The proportions looked okay on the sample garment so I had a lot of fun transforming the “plain white cotton” into something far prettier and testing out some features on my “new” machine along the way (I still can’t get it to make a cuppa, can anyone help with that problem?).

The cotton is lovely, it’s recycled from hotel linen (bought from a charity shop) so its 100% cotton, crisp, weighty without being too heavy, holds its shape well, presses like a dream but holds a thumb crease too and is easy to cut.  The best thing about it though is, as I sew, inhaling the scent of fresh laundered hotel sheets (I always love getting into a hotel bed for that very reason). Its two main drawbacks are that pins leave noticeable sized holes and it frays terribly.

I’ve used it a lot in the past for budget costuming and knockabout clothes for Miss M so that I don’t care if they get wrecked!).

So without further ado, exhibit A!

Dungarees_Front_Back  Dungarees_Yoke

I couldn’t like it more, its so girly and fluffy!

The yoke design:

Dungarees_Yoke_Detail

I embroidered this before construction and stabilised it with scrap pattern tissue. It tears away easily and I poke out the remnants trapped in the design with a seam-ripper (v e r y c a r e f u l l y ! ! ! )

Lace-trim – continuous trim into straps around side and underarm:

Dungarees_Side

Seams and hem finished on serger in contrast colour:

Dungarees_Hem

I stitched a little label to match, I can’t get over how “finished” adding a label makes it look:

Dungarees_Inside_Label

This garments was a labour of love, although it shouldn’t have been.  The lace trim took a while to pin, baste and sew – especially the strap section so that it didn’t get caught in the facing seams.  I slip-stitched the facing and turned the hems up before realising that I hadn’t serged the seam edges.  How could I not have noticed before, they’re in a different colour!  So I undid my handiwork and took the seams to the serger. At 2am this is never a good idea. Even when you tell yourself “5 min job before bed”.  Especially when the knife is switched on.  Classic serger incident. I say incident, more like massacre.

Dungarees_Massacre

I managed not to cry and cuss. Just. Removed the affected panel appreciating just how many seams and rows of stitching and serging were involved in the construction and hoping I would be able to substitute the damaged panel without having to take much more apart or it being noticeable!
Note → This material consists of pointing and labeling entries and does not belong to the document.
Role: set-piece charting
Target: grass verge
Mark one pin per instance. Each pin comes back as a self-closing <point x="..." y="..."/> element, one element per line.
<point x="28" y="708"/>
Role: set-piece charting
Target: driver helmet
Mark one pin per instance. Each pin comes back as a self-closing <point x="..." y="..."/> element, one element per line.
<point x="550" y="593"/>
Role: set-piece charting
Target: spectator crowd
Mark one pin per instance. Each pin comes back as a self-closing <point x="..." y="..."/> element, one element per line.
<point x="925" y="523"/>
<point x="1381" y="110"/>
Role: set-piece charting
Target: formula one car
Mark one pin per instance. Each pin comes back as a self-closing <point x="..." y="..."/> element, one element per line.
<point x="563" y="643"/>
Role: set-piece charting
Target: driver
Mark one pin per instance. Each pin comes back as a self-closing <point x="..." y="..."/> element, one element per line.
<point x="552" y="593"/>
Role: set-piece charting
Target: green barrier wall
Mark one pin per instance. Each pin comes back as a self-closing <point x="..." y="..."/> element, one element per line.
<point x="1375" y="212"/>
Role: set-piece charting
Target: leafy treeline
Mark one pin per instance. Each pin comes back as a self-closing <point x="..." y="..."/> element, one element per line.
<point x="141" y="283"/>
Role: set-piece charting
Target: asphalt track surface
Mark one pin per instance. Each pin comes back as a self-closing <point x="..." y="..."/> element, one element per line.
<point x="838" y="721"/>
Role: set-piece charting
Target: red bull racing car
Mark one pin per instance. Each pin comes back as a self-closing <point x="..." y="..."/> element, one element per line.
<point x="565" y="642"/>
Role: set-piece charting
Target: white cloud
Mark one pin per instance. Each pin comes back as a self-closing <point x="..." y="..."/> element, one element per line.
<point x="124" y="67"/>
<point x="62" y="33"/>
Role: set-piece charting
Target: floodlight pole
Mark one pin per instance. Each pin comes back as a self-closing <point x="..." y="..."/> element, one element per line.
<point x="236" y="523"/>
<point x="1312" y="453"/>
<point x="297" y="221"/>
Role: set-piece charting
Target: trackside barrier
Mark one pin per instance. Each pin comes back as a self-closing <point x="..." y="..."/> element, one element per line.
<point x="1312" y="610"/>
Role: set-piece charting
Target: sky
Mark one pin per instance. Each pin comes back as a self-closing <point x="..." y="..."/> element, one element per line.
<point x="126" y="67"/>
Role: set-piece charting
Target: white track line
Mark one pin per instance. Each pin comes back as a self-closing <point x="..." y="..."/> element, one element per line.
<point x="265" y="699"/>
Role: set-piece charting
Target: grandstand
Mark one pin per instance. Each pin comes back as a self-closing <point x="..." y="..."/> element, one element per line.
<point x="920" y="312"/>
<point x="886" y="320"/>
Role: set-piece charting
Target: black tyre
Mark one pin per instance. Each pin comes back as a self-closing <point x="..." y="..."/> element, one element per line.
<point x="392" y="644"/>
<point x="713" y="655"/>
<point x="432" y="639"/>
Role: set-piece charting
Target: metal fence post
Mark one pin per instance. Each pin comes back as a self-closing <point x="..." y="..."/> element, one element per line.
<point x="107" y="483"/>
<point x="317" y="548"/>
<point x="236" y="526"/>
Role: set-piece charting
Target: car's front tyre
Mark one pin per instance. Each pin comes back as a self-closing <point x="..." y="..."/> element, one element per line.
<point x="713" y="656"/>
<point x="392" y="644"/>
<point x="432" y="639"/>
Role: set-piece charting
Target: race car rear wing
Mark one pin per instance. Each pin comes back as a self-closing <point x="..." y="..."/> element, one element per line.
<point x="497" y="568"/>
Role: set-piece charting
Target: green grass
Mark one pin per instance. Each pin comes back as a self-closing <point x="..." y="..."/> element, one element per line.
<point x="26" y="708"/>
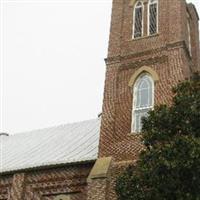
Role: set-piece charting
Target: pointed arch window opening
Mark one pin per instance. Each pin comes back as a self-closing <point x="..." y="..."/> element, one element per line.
<point x="138" y="20"/>
<point x="143" y="100"/>
<point x="153" y="17"/>
<point x="189" y="37"/>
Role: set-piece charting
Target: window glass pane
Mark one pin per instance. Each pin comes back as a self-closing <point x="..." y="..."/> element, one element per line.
<point x="144" y="93"/>
<point x="153" y="19"/>
<point x="139" y="114"/>
<point x="138" y="22"/>
<point x="143" y="98"/>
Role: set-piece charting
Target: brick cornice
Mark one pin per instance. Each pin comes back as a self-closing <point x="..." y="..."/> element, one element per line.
<point x="121" y="58"/>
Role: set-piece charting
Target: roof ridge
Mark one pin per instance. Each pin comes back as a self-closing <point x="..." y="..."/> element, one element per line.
<point x="53" y="127"/>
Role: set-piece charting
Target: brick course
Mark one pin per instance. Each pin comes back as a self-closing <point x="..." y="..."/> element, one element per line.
<point x="166" y="53"/>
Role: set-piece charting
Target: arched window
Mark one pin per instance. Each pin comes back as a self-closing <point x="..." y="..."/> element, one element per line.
<point x="189" y="37"/>
<point x="138" y="20"/>
<point x="143" y="100"/>
<point x="153" y="17"/>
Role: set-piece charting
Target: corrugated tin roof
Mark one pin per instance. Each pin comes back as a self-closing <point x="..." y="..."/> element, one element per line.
<point x="69" y="143"/>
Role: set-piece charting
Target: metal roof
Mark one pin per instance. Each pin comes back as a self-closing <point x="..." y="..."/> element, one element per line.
<point x="63" y="144"/>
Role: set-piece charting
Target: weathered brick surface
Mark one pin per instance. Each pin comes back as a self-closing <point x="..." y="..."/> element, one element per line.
<point x="167" y="53"/>
<point x="46" y="184"/>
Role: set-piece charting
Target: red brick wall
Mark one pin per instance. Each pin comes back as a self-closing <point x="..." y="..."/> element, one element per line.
<point x="166" y="53"/>
<point x="46" y="184"/>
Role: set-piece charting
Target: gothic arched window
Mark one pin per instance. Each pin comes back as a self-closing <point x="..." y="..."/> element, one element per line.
<point x="138" y="20"/>
<point x="153" y="17"/>
<point x="189" y="37"/>
<point x="143" y="100"/>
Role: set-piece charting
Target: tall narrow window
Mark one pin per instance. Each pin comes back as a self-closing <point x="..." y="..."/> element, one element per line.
<point x="153" y="17"/>
<point x="138" y="20"/>
<point x="143" y="100"/>
<point x="189" y="37"/>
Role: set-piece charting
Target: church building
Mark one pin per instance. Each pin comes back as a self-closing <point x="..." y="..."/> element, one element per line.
<point x="153" y="45"/>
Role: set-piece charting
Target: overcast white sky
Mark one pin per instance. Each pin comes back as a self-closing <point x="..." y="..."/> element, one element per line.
<point x="52" y="61"/>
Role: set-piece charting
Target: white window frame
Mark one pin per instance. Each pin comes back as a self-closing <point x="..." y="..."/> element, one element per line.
<point x="134" y="109"/>
<point x="148" y="17"/>
<point x="136" y="6"/>
<point x="189" y="37"/>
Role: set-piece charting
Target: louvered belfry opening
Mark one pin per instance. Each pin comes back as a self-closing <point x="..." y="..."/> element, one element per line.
<point x="153" y="13"/>
<point x="138" y="20"/>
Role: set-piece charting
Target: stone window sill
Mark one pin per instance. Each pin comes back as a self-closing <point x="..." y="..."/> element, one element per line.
<point x="145" y="37"/>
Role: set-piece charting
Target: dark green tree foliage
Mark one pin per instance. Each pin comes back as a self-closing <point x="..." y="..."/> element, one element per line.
<point x="169" y="168"/>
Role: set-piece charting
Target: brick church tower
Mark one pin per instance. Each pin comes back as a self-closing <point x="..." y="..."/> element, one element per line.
<point x="153" y="45"/>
I wisely left it quite a lot of hours before tackling the repair and planned it step-by-step in advance so that I didn’t have to take apart more than I needed to!

 

Exhibit B is the jumper dress in the lovely red flowery needlecord.  This is a great fabric to work with too, again nice weight, cuts and manipulates easily, doesn’t fray.  I bought a metre of it and used just half in the dress (instead of cutting facings, I used bias binding).

Dress_Front  Dress_Back

The wooden buttons:

  Dress_Front_YokeDress_Button

I had to make the holes horizontal because the foot kept jamming on the yoke seam stitching 5mm buttonholes! (I learned that my lovely machine ain’t too hot on buttonholes anyway after a dozen or so failed attempts. These were both sewn twice, pffft)

Flat-felled seams (yoke and sides – traditional, durable seam for children’s wear), bias tape facing (slipstitched in place on inside) and narrow rolled hem:

Dress_Inside_Yoke  Dress_Inside Dress_Inside_Hem

Another tailored label:

DSCF2758

I’ve been thinking about getting a set of labels pre-woven but I real like colour-coordinating them to the outfit. They take 5 minutes to make on the machine and they make me smile so I think I will carry on making my own.
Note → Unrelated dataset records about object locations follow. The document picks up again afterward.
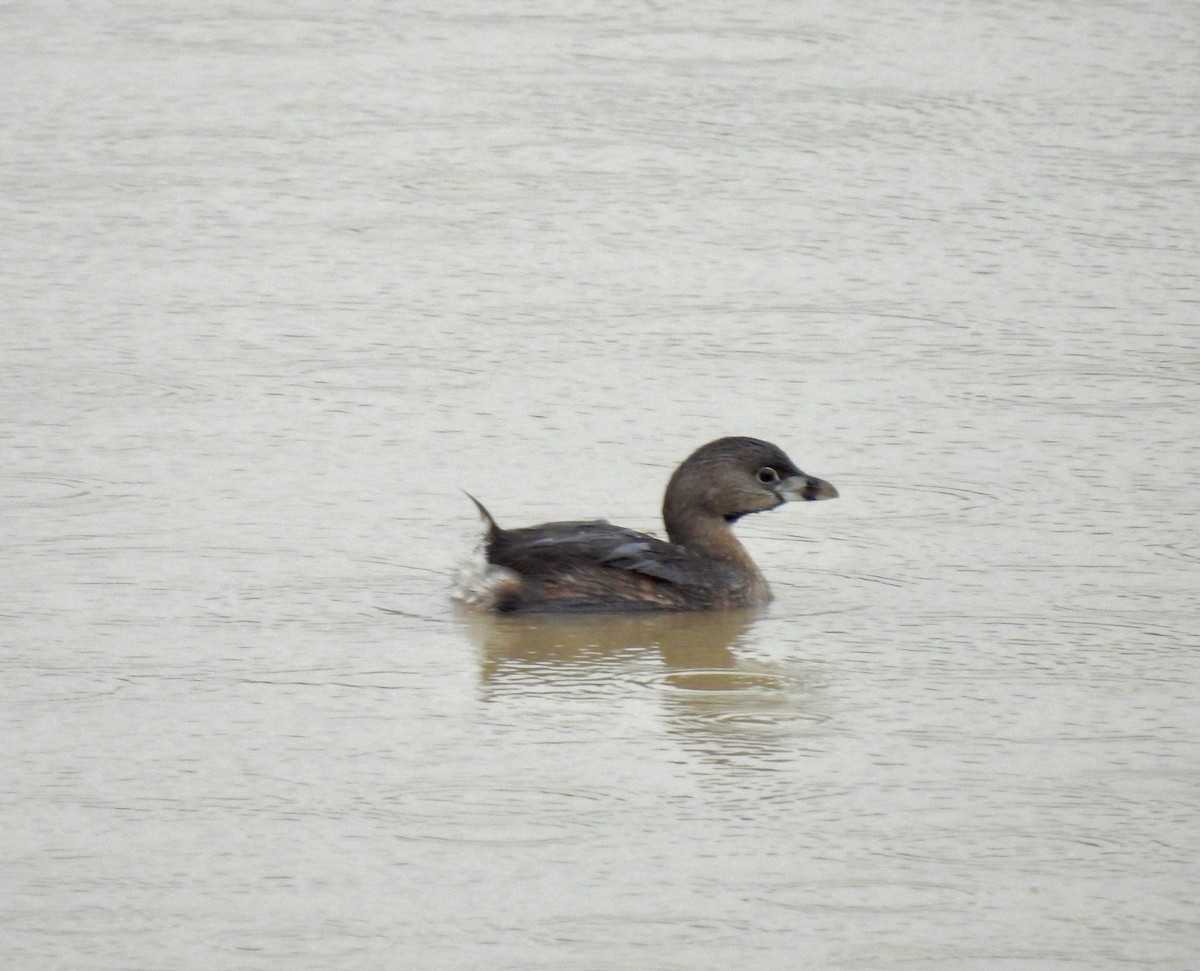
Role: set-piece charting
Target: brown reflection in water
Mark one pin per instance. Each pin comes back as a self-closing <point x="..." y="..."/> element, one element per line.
<point x="546" y="646"/>
<point x="723" y="706"/>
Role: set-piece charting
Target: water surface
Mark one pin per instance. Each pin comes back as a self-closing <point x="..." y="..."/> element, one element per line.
<point x="279" y="283"/>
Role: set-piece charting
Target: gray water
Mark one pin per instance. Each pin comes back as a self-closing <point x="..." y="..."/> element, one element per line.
<point x="279" y="280"/>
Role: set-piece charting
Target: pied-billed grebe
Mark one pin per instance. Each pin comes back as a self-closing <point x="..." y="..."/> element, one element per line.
<point x="563" y="567"/>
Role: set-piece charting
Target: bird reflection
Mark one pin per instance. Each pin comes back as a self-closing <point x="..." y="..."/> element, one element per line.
<point x="727" y="708"/>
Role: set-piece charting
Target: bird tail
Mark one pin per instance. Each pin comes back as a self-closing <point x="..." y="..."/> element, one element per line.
<point x="492" y="528"/>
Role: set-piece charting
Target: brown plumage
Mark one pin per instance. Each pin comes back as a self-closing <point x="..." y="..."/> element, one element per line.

Before I lay this pattern to rest, I just have the dungarees to make again in their original intended fabric, another floral needle-cord. 

N.B.  The washing line is modelling these because Miss Mango refuses to for less than 10,000 raisins. At the moment she is refusing to wear clothes full stop and is in David Bailey mode insisting on being the one holding the camera instead of posing nicely.  But its probably best that she wasn’t let loose with these clothes before I got to photo them - from experience I know that by the time the camera is warmed up, Miss Mango’s clothes will be submerged under a layer of dirt, ink, food and drink (and me too sometimes)!